Table 15. Cluster Analysis
The analysis showed that the three clusters were sufficient to explain the grouping of countries, more specifically, where the observed inertia within each group does not exceed the inertia among groups. In this sense the clusters are formed as shown in Table 16 and illustrated in Figure 26.
Although the first factor contains 85.90% of inertia, which is enough to illustrate the formation of the clusters, Fig. 26 illustrates Factors 1 and 2 as well as the three clusters centroids (yellow). Cluster 1(red) displays countries located in the negative coordinates of the first factor includes countries with low values of the LP, PPR and IPR. Cluster 2 (green) includes countries placed very close to the origin, showing average values of the LP, PPR and IPR. Cluster 3 (blue) contains countries located in the positive coordinates of the first factor and its members are linked to high values of the LP, PPR and IPR. The second factor consists mostly of countries in Cluster 2, including those whose scores are very close to the average, including both neighboring countries between Cluster 2 and Cluster 1, and those neighboring Cluster 2 and Cluster 3. Cluster 1 and Cluster 3 are outright opposites and their individuals are not directly associated with each other.
It is important to emphasize that in comparing this year’s clusters with those in the previous edition (IPRI 2016) we find a significant translation of most of the countries to an improved position (see also Fig. 16). Therefore, it is expected that the cluster’s centroids will move to the right, as it has occurred in this IPRI edition. This situation explains the fact that some countries that in 2016-IPRI were in Cluster 3, now appear in Cluster 2, while showing similar or even improved scores, but with a lesser improvement than the average of the Cluster. Clear examples of this situation are: Chile, Czech Rep., Malta, Portugal and South Africa which last year belonged to Cluster 3 and this year belong to Cluster 2, all of these countries improved their IPRI scores.
Besides the clusters, Figure 26 also shows the contribution of each country explaining the inertia gathered by the factors, hence the bigger the dot size representing the country, the higher its contribution. Very close countries show how they are similar and how they differ as the distance increases between them.

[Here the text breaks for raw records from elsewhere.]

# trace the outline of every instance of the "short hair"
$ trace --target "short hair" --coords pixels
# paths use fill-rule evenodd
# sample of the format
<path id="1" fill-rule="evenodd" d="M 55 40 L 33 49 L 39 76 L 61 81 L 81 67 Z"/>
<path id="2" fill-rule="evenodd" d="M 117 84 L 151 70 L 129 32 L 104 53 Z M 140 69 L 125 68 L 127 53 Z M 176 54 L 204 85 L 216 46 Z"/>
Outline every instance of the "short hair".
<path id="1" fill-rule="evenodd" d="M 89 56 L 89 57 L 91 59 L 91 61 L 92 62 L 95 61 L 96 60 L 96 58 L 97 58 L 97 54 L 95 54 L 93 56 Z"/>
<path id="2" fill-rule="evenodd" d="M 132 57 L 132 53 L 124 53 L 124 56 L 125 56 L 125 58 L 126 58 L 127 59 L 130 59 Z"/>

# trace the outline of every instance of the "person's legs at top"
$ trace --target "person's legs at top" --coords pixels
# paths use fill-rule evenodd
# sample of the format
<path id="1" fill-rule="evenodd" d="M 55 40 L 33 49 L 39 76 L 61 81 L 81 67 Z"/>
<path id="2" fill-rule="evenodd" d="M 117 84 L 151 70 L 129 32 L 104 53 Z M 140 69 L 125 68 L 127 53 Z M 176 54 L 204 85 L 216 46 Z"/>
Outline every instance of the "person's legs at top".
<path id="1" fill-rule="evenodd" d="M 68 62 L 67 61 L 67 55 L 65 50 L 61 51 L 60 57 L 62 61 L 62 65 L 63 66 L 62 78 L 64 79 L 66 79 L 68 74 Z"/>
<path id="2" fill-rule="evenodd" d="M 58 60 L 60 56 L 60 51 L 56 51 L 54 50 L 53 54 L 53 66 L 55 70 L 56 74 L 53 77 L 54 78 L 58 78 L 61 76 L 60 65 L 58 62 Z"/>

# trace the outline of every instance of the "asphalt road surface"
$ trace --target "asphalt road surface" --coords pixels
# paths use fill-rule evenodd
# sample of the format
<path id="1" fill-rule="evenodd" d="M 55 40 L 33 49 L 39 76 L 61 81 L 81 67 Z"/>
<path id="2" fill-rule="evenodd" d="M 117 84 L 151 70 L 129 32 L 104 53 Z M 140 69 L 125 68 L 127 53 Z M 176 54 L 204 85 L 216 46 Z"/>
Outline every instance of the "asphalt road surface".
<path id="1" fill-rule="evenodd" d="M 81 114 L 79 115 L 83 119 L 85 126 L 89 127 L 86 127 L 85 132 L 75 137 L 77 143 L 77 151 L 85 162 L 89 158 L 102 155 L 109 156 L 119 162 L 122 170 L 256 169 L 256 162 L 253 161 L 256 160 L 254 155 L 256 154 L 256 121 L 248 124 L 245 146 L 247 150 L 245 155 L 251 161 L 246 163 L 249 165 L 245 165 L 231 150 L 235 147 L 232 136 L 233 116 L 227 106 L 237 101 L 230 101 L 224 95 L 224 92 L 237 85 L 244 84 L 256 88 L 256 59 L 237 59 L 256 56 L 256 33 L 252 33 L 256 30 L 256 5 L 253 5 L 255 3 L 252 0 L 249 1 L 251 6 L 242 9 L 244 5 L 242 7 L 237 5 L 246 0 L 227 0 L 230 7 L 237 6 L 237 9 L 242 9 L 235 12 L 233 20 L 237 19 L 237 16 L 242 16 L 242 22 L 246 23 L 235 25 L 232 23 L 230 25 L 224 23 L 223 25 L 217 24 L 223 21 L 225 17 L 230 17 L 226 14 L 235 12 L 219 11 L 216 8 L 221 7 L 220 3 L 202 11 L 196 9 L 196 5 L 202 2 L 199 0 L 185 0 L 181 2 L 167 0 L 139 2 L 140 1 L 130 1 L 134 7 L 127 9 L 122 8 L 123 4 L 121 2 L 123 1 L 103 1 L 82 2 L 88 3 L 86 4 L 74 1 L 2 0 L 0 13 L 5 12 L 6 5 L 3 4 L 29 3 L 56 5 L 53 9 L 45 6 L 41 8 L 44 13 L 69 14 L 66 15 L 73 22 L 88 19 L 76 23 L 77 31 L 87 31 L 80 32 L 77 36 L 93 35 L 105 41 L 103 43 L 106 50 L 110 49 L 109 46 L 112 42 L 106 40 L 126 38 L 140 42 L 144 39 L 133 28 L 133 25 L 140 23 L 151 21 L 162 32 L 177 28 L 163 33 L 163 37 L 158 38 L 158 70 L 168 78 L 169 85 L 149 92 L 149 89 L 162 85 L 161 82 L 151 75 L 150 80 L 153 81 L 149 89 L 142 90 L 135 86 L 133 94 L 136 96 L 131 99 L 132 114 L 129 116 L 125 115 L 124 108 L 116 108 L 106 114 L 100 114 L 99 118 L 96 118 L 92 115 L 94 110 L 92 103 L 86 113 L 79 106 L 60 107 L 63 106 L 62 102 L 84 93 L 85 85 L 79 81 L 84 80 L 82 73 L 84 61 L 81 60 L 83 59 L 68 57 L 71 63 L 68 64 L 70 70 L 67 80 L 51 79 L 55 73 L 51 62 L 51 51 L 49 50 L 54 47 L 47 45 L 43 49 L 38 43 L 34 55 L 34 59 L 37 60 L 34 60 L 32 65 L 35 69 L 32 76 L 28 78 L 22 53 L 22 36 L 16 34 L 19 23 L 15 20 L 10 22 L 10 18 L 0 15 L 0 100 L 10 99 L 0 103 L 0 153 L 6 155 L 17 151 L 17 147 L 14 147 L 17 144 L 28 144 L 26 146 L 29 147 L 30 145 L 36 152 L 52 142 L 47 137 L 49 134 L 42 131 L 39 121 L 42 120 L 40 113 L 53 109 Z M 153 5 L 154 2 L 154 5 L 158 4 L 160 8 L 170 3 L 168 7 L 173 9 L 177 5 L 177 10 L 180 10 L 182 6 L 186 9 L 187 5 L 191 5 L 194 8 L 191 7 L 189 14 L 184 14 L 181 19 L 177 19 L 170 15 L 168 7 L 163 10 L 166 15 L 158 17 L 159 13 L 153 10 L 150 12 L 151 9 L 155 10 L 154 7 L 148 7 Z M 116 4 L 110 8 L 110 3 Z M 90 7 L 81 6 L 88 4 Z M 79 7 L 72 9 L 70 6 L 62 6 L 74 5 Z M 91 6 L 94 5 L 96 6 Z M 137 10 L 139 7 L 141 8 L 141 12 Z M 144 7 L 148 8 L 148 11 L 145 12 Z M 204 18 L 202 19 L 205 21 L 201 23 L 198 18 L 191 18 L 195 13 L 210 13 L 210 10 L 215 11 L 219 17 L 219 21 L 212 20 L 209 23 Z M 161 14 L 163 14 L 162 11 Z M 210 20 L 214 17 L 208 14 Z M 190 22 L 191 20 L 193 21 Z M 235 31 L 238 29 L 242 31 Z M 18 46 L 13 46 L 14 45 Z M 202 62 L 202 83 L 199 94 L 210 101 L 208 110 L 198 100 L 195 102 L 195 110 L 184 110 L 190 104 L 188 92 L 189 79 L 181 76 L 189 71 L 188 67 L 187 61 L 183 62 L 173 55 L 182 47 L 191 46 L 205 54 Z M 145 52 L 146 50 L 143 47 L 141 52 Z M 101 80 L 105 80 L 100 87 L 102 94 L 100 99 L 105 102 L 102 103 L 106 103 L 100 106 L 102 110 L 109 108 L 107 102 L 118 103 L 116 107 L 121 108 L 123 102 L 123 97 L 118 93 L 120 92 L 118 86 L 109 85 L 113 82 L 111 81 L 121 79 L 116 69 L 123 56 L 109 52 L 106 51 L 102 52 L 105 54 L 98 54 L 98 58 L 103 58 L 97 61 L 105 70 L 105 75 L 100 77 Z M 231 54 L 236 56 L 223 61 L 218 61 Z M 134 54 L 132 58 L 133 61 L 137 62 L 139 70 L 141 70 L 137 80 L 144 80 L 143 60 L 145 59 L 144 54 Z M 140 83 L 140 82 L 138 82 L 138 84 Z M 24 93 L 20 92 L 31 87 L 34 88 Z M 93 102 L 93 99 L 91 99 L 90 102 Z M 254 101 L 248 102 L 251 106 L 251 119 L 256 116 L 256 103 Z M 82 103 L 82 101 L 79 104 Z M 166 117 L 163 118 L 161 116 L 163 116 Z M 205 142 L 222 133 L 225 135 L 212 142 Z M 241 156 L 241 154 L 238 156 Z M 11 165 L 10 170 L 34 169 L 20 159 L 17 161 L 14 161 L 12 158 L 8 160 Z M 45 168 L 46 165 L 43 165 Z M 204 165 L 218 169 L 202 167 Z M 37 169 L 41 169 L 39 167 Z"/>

In the central circle are those countries that have no-statistically significant contribution to the definition of the factors, and as it has already been mentioned that they are close to the average and are mostly members of Cluster 2. In addition, arrows represent each of the three dimensions of the IPRI, their definite direction indicates the direct relationship with the individuals, i.e., as countries are in the same direction of the vector, countries tend to have a closer relationships with this dimension; and as a country direction diverts from the vector, the relationship between the country decreases to point of being contrary to it. This can be exemplified with the case of Brunei Darussalam, which is totally opposite to the direction of vector PPR which coincides with its low score in this sub-index.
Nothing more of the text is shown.